The purpose of writing graded lab reports is to help students to stay on track and to provide summative feedback. Each lab report is just 1% of the total course mark. Please do not cheat - it is not worth it!
Solve the practical question, knit your document into a PDF and submit to NTULearn before the deadline. The deadline is very tight because the task is simple. We are sure that everyone is capable to do it by themselves and we want to discourage taking someone else’s report and writing it with your own words.
You will get “excellent”, or 100% for this lab report if everything
is perfect. You will get “good”, or 75% if there are minor issues. For
example, you will get “good” if you do data normalization manually
instead of using built-in R functions learned in the lab session of if
you use loops instead of functions from the apply
family.
You will get “average”, or 50% if there are serious issues in your
report, such as failing to do normalization for KNN at all. You will get
“poor”, or 25% if you barely attempt this report. You will get “not
done”, or 0% if you do not attempt this report.
17 Jul 2020, midnight
Here, we load libraries and set the random seed. Replace the number “1729” with the numeric part of your matric no here.

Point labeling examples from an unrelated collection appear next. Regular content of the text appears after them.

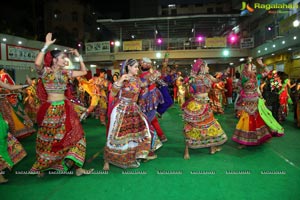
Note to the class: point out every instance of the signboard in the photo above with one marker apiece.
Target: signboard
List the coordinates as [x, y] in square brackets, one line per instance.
[215, 42]
[132, 45]
[247, 43]
[97, 47]
[18, 53]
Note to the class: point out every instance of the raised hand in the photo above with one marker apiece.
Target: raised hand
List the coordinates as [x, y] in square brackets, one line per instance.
[259, 61]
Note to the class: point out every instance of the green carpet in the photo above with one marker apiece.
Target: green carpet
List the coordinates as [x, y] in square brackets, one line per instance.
[270, 171]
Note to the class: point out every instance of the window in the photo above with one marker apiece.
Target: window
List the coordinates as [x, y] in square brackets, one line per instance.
[74, 16]
[219, 10]
[57, 15]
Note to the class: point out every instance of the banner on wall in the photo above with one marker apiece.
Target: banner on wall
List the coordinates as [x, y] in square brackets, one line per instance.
[97, 47]
[215, 42]
[132, 45]
[23, 54]
[247, 43]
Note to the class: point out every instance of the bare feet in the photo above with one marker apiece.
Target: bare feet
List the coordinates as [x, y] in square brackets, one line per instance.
[106, 166]
[186, 153]
[163, 138]
[2, 179]
[151, 156]
[81, 171]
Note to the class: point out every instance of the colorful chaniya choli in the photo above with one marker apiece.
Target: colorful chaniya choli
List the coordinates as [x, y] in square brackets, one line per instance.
[60, 135]
[201, 129]
[130, 136]
[256, 124]
[11, 150]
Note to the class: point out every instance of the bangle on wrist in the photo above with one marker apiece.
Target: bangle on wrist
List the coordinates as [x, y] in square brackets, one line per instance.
[80, 58]
[43, 50]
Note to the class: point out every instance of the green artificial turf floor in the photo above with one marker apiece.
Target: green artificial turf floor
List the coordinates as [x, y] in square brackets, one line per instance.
[269, 171]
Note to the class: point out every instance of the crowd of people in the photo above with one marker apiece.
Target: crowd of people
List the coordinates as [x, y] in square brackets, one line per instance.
[129, 104]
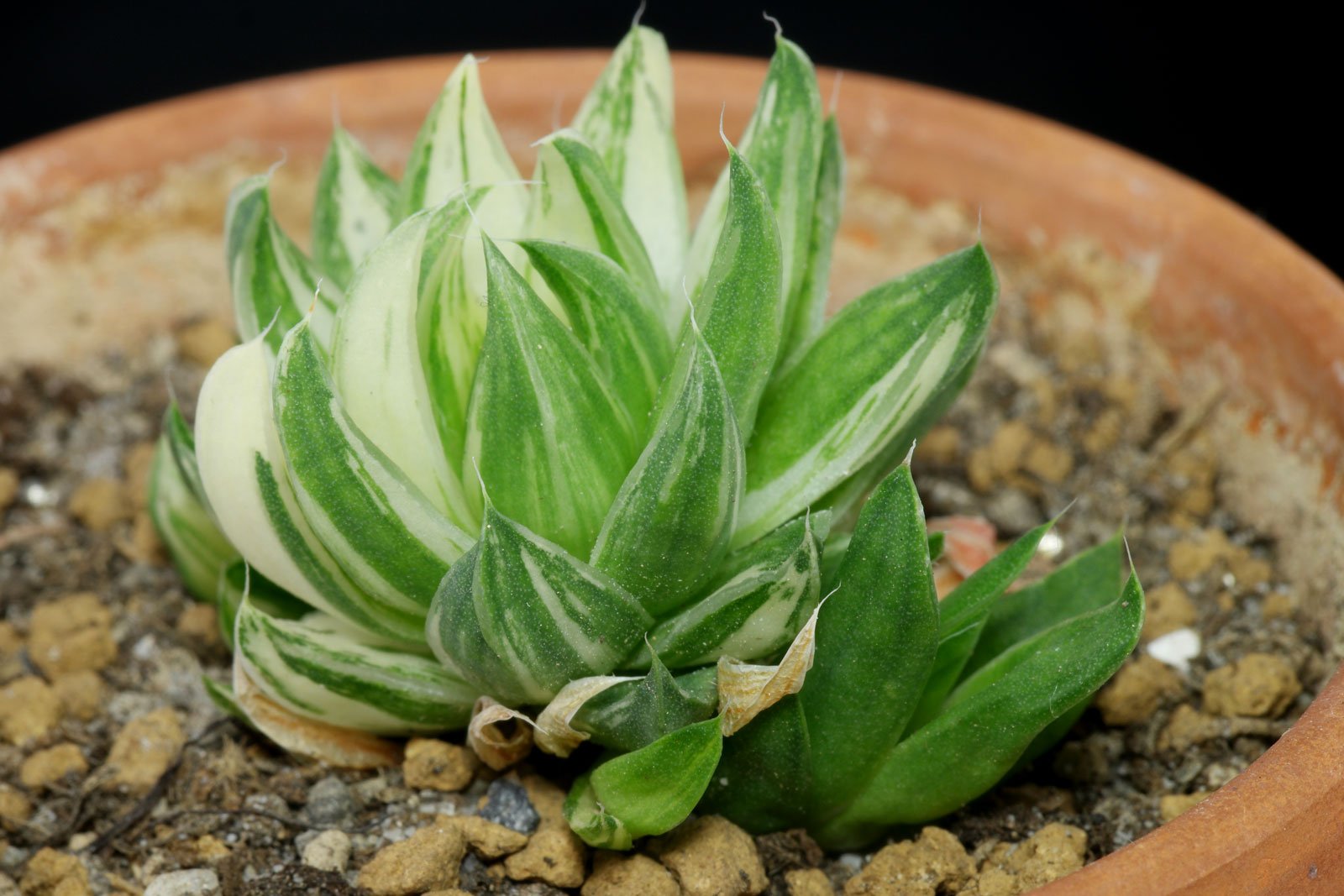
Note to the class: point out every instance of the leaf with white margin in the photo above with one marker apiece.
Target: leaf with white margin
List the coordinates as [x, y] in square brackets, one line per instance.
[376, 524]
[783, 143]
[862, 382]
[198, 548]
[746, 691]
[355, 207]
[671, 521]
[242, 469]
[376, 360]
[628, 117]
[575, 201]
[548, 434]
[620, 328]
[273, 282]
[757, 611]
[322, 672]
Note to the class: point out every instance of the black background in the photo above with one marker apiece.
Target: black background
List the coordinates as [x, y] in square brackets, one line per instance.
[1243, 100]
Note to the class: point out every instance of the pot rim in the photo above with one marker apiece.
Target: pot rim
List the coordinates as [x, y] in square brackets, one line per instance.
[1273, 829]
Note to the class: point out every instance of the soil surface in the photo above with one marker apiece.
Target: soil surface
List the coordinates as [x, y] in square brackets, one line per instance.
[118, 775]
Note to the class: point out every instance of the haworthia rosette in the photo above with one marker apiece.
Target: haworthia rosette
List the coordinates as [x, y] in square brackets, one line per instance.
[354, 211]
[628, 120]
[864, 379]
[380, 527]
[548, 434]
[273, 282]
[669, 524]
[322, 672]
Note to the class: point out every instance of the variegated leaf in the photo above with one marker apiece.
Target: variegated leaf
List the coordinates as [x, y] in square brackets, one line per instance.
[355, 207]
[628, 118]
[575, 201]
[866, 378]
[549, 437]
[622, 332]
[635, 714]
[783, 143]
[242, 468]
[378, 526]
[544, 616]
[198, 548]
[376, 356]
[272, 280]
[647, 792]
[754, 614]
[741, 307]
[671, 521]
[810, 308]
[322, 672]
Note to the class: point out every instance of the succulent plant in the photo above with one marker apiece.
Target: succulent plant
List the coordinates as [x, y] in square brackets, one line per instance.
[504, 449]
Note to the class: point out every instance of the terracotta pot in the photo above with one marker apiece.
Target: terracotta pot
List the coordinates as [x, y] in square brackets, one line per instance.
[1233, 300]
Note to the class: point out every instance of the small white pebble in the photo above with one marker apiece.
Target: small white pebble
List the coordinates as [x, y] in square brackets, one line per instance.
[1176, 647]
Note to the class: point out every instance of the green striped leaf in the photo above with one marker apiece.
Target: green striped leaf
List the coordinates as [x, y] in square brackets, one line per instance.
[628, 118]
[322, 672]
[197, 546]
[991, 719]
[550, 438]
[741, 307]
[575, 201]
[783, 143]
[1086, 582]
[459, 144]
[378, 526]
[376, 358]
[355, 207]
[273, 282]
[754, 614]
[242, 468]
[622, 332]
[810, 308]
[877, 638]
[635, 714]
[548, 617]
[671, 521]
[866, 378]
[644, 793]
[961, 618]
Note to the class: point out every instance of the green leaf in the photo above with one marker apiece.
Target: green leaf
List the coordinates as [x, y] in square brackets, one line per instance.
[457, 145]
[1082, 584]
[991, 719]
[741, 305]
[355, 207]
[242, 469]
[622, 331]
[765, 775]
[644, 793]
[575, 201]
[380, 527]
[671, 521]
[635, 714]
[961, 617]
[783, 143]
[322, 671]
[756, 613]
[548, 617]
[864, 379]
[550, 439]
[628, 120]
[273, 282]
[877, 638]
[197, 546]
[378, 356]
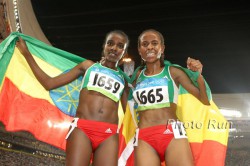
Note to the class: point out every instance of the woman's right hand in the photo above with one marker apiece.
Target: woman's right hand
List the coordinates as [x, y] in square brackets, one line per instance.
[22, 47]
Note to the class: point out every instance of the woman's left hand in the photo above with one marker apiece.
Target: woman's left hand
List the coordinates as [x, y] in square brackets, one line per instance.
[194, 65]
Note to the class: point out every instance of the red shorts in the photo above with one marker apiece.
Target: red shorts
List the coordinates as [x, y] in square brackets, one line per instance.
[96, 131]
[158, 137]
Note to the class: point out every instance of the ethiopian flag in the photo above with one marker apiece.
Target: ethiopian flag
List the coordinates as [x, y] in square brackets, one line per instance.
[206, 128]
[24, 104]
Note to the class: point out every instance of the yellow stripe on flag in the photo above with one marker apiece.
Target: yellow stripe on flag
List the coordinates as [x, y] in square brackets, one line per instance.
[22, 76]
[202, 122]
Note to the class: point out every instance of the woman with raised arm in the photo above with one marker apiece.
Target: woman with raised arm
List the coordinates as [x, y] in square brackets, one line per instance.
[156, 94]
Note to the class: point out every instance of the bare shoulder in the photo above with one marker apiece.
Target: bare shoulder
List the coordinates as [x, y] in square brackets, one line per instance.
[175, 72]
[86, 64]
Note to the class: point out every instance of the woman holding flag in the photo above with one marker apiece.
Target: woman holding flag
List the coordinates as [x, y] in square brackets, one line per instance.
[94, 129]
[161, 135]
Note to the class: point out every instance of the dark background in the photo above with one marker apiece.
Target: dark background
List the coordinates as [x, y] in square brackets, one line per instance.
[215, 32]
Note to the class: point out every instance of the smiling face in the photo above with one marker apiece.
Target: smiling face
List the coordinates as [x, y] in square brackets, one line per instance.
[114, 47]
[150, 46]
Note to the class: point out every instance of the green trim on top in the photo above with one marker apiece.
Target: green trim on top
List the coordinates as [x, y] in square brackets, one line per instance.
[192, 75]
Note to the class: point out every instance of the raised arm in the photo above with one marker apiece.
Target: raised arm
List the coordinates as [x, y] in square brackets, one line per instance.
[181, 77]
[47, 81]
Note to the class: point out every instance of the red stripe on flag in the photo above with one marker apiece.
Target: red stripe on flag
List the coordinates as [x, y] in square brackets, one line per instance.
[19, 111]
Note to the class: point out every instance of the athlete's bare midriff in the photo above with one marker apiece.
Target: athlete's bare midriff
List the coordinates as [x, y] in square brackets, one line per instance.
[154, 117]
[96, 106]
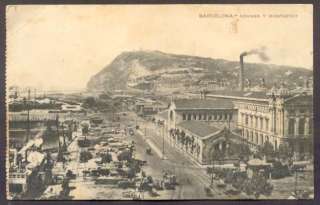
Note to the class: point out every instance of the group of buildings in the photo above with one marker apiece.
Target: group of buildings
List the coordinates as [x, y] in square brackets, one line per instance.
[223, 120]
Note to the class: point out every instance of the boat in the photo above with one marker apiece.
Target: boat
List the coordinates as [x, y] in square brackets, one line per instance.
[83, 142]
[108, 180]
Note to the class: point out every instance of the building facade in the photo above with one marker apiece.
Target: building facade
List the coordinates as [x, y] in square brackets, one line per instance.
[277, 117]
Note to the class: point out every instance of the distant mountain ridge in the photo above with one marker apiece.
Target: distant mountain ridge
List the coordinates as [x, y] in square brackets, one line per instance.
[136, 68]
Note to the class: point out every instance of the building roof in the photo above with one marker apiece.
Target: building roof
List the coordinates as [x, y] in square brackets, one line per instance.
[203, 104]
[163, 115]
[198, 128]
[245, 94]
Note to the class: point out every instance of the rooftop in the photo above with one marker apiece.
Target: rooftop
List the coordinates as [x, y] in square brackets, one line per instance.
[203, 104]
[245, 94]
[163, 114]
[199, 128]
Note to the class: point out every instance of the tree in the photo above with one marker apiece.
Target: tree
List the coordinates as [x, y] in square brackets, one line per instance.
[257, 185]
[285, 151]
[244, 152]
[266, 150]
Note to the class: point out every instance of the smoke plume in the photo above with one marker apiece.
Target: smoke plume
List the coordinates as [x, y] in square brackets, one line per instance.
[260, 52]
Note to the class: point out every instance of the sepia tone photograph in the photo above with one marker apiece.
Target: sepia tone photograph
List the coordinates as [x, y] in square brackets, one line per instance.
[159, 102]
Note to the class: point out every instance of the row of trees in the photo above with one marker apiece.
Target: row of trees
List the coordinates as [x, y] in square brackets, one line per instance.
[187, 143]
[284, 152]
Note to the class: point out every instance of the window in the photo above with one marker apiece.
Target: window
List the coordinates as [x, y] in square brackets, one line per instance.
[267, 124]
[261, 139]
[301, 126]
[291, 127]
[310, 126]
[194, 116]
[171, 115]
[184, 116]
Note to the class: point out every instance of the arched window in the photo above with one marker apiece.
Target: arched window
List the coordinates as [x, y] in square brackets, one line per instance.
[171, 115]
[311, 126]
[267, 124]
[189, 116]
[301, 126]
[184, 116]
[291, 127]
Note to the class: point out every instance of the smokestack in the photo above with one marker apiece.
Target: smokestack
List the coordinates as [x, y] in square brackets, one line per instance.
[241, 72]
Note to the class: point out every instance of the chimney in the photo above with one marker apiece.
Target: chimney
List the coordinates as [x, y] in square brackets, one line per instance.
[241, 72]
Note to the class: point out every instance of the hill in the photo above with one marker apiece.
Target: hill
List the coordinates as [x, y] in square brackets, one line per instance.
[155, 69]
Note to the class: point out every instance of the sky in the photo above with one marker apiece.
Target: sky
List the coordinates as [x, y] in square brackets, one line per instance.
[62, 46]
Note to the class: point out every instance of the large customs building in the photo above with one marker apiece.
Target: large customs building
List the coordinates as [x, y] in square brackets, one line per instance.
[217, 112]
[277, 116]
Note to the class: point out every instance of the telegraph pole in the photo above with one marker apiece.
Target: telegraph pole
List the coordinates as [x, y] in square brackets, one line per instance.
[162, 141]
[28, 116]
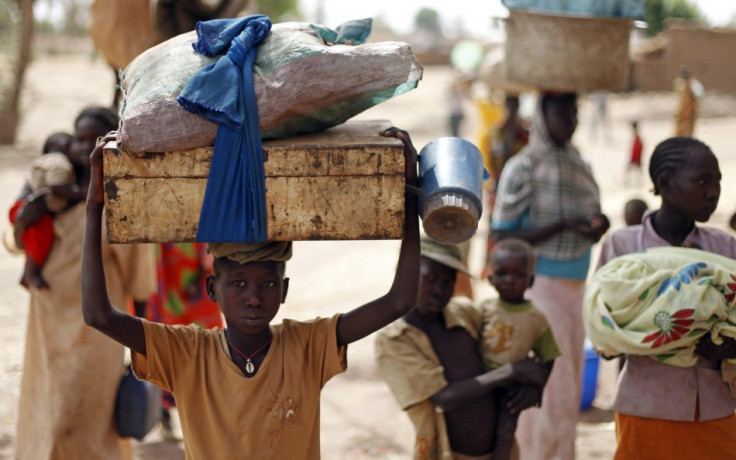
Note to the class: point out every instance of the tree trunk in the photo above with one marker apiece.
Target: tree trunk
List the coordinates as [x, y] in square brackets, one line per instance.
[10, 112]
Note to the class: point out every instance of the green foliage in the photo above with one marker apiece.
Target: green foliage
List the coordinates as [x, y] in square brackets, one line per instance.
[658, 11]
[428, 19]
[278, 9]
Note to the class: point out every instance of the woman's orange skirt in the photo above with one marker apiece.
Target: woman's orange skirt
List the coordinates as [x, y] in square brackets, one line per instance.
[654, 439]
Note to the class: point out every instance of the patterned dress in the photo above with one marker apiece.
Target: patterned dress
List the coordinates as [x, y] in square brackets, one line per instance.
[181, 296]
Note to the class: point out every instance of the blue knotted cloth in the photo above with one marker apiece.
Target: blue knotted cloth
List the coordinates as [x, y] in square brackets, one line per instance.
[234, 207]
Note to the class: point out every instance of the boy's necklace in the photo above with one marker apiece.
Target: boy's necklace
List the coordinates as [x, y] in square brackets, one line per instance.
[249, 366]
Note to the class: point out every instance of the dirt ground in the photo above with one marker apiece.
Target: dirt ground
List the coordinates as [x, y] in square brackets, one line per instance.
[360, 420]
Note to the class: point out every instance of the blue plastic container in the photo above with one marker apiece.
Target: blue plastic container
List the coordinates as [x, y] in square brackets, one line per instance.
[590, 376]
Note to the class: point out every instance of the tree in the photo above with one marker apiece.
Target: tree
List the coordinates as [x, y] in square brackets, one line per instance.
[658, 11]
[10, 103]
[429, 20]
[276, 9]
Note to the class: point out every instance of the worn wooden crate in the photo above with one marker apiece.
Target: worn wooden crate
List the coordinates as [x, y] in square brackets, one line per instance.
[345, 183]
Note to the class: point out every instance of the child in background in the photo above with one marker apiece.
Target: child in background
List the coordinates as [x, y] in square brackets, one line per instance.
[634, 210]
[430, 361]
[512, 328]
[51, 176]
[634, 165]
[253, 389]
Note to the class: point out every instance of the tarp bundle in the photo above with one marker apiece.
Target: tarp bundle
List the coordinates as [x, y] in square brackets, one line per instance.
[306, 78]
[660, 303]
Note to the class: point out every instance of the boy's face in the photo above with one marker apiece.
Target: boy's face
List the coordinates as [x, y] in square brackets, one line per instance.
[436, 285]
[249, 295]
[510, 275]
[60, 143]
[561, 116]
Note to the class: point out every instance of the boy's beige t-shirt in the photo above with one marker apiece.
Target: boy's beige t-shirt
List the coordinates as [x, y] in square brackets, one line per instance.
[273, 415]
[510, 331]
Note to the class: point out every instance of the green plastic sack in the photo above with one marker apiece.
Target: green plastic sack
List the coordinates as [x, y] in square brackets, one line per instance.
[307, 78]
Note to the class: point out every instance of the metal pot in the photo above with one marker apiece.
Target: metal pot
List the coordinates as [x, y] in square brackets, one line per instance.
[451, 176]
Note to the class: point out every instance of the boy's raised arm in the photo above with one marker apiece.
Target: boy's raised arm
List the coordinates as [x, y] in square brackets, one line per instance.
[402, 296]
[96, 307]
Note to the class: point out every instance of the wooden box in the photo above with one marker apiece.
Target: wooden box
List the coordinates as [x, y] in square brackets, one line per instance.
[345, 183]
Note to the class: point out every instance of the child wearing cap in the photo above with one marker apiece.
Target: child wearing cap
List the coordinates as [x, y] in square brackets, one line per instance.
[430, 361]
[251, 390]
[513, 328]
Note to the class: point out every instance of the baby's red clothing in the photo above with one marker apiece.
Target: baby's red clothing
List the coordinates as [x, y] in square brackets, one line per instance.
[38, 238]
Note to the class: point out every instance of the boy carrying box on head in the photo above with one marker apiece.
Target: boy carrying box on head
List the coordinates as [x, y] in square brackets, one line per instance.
[430, 361]
[251, 390]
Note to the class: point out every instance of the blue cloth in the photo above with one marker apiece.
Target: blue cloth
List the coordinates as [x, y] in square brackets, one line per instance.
[234, 207]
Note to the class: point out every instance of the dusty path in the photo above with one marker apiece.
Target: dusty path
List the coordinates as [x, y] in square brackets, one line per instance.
[359, 417]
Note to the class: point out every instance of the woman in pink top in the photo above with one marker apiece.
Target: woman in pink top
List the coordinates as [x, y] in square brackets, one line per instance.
[663, 411]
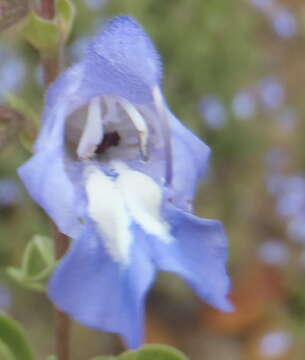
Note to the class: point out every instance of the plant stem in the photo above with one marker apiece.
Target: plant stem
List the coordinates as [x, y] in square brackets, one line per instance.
[62, 321]
[51, 62]
[51, 68]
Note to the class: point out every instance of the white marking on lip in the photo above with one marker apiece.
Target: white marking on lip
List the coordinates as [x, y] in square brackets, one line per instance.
[93, 132]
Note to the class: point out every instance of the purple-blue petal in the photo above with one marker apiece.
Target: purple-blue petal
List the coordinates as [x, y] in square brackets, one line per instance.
[198, 254]
[100, 293]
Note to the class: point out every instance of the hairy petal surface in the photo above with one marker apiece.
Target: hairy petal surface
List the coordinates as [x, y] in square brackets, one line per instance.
[101, 293]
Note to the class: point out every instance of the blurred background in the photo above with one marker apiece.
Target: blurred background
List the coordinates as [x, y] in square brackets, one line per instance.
[234, 72]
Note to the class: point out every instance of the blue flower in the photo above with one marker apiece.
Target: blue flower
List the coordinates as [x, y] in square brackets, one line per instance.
[117, 172]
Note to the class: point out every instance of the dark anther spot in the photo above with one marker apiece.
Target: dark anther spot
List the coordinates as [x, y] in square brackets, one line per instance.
[110, 139]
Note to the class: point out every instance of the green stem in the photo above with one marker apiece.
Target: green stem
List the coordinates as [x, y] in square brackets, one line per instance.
[51, 67]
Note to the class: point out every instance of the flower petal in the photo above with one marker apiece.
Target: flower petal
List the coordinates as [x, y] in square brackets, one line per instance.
[45, 177]
[190, 157]
[122, 61]
[100, 293]
[199, 255]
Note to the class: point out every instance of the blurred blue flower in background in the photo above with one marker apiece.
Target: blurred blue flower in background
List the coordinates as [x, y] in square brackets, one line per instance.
[284, 23]
[296, 227]
[78, 48]
[10, 194]
[117, 172]
[12, 71]
[244, 105]
[271, 92]
[213, 112]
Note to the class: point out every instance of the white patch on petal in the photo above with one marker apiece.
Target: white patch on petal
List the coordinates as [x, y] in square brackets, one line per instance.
[106, 208]
[143, 198]
[139, 123]
[93, 132]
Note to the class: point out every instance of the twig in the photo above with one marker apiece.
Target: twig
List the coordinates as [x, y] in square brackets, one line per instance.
[51, 65]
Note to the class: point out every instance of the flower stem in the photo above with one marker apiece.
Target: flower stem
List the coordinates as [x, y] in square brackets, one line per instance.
[51, 68]
[62, 321]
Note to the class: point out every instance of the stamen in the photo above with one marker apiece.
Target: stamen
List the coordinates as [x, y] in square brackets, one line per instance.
[93, 132]
[140, 125]
[163, 113]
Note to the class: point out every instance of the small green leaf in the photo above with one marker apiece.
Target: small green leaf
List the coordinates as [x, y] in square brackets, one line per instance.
[12, 335]
[12, 12]
[65, 17]
[41, 33]
[153, 352]
[37, 264]
[38, 256]
[19, 104]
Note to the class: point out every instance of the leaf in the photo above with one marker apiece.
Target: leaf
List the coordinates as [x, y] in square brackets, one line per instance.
[41, 33]
[153, 352]
[65, 17]
[37, 264]
[11, 12]
[12, 335]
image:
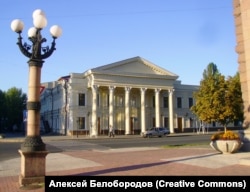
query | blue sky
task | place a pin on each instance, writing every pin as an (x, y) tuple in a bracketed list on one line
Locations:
[(182, 36)]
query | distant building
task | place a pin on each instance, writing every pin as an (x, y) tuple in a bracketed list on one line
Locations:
[(131, 95)]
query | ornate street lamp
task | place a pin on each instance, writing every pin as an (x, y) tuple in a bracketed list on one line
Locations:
[(33, 150)]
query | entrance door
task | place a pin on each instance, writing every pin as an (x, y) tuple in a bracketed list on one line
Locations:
[(98, 126), (132, 125), (166, 122), (179, 124)]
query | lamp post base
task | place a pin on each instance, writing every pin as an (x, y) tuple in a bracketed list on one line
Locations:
[(33, 164)]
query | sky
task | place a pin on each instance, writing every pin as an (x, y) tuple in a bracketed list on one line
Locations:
[(181, 36)]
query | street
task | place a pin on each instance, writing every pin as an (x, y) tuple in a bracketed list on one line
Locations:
[(9, 150)]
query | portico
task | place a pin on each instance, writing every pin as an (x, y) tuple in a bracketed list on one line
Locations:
[(131, 95), (127, 109)]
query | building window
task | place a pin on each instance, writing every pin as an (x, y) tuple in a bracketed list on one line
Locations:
[(165, 102), (81, 99), (98, 100), (179, 102), (81, 122), (120, 101), (190, 102), (133, 101), (153, 101)]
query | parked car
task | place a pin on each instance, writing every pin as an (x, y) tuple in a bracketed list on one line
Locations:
[(156, 132)]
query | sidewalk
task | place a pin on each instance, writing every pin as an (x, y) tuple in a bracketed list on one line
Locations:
[(18, 137), (152, 161)]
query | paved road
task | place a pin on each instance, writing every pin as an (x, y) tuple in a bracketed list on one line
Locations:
[(9, 150)]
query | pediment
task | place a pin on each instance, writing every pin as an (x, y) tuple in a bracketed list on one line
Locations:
[(133, 66)]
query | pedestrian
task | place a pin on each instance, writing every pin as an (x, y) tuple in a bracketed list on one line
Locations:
[(111, 131)]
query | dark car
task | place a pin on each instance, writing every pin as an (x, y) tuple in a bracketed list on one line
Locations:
[(156, 132)]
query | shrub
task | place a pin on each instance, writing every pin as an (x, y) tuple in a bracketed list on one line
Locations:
[(227, 135)]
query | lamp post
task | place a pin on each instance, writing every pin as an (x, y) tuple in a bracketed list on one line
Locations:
[(33, 151)]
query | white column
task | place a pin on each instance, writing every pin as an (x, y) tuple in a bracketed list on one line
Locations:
[(127, 111), (171, 110), (143, 115), (157, 108), (93, 125), (111, 106)]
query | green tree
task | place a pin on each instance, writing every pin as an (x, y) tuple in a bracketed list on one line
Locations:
[(218, 100), (15, 102)]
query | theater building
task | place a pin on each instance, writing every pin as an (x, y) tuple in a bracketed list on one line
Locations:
[(131, 95)]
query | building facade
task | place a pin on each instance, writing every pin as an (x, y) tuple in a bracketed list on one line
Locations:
[(130, 95)]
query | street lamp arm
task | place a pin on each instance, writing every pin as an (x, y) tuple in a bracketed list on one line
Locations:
[(48, 52), (24, 48)]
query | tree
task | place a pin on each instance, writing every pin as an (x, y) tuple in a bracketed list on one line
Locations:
[(218, 100), (15, 102), (3, 114)]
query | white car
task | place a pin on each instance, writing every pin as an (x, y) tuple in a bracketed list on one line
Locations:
[(156, 132)]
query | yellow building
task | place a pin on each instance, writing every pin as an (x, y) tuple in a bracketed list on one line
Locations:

library(tidyverse) # for manipulation with data
## ── Attaching core tidyverse packages ──────────────────────── tidyverse 2.0.0 ──
## ✔ dplyr 1.1.2 ✔ readr 2.1.4
## ✔ forcats 1.0.0 ✔ stringr 1.5.0
## ✔ ggplot2 3.4.3 ✔ tibble 3.2.1
## ✔ lubridate 1.9.2 ✔ tidyr 1.3.0
## ✔ purrr 1.0.2
## ── Conflicts ────────────────────────────────────────── tidyverse_conflicts() ──
## ✖ dplyr::filter() masks stats::filter()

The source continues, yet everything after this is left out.